BUENOS AIRES, Argentina (Reuters) - Canada's Barrick Gold Corp. said on Tuesday

it expects to begin building its $1.5 billion Pascua-Lama gold mine project on

the Chile-Argentina border this year, despite stiff environmental opposition and

with government approval still pending.

 

Barrick spokesman Vince Borg said construction would likely start after the

Southern Hemisphere winter, which ends in late September.

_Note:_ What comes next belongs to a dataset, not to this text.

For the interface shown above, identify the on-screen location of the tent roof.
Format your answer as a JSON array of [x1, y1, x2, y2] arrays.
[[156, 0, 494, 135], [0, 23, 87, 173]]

" We are counting on September as getting a full construction season in. That

would keep us on line for our 2009 production start-up, " Borg told Reuters

during a telephone interview, adding that 5,500 direct jobs would be created

during the construction phase.

 

Toronto-based Barrick (ABX.TO: Quote), slated after a pending merger to become

the world's top gold miner, has been trying to prove for more than a year that

the Pascua-Lama project in the Andes mountains is environmentally viable.

 

A regional environmental commission in Chile asked Barrick to redesign the

project and possibly turn part of it into an underground mine to avoid

disturbing glaciers that lie over the area that

Barrick wants to excavate.

 

Barrick planned to submit additional information to Chilean environmental

authorities before January 10 to further clarify how aspects of the mine plan

would respect the environment.

 

A final decision by authorities is expected by March. But Borg said even if a

decision came early in the second quarter, the company would still plan to start

building in 2006.

 

Barrick is confident the ruling will be in its favour.

 

" We think it's a very worthwhile project that will generate substantial economic

benefits to the region and to San Juan (province) in Argentina, and it'll be

done in an environmentally responsible

fashion, " Borg said.

 

The Pascua-Lama project, which plans to access 17.6 million ounces of gold

reserves through an open-pit mine design, has generated controversy in Chile

since Barrick opted to revive it over a year ago on a scale larger than a

previously approved plan.

 

Environmentalists fear the effects of moving glaciers and say the project will

contaminate water resources in northern Chile. Glaciologists cited by Barrick

recently redefined the glaciers as ice

reservoirs, but that only intensified opposition.

 

Barrick recently improved its takeover offer for Placer Dome Inc. (PDG.TO:

Quote) to $10.4 billion, winning Placer's approval for a deal that would turn

the two Canadian miners into the world's biggest gold producer.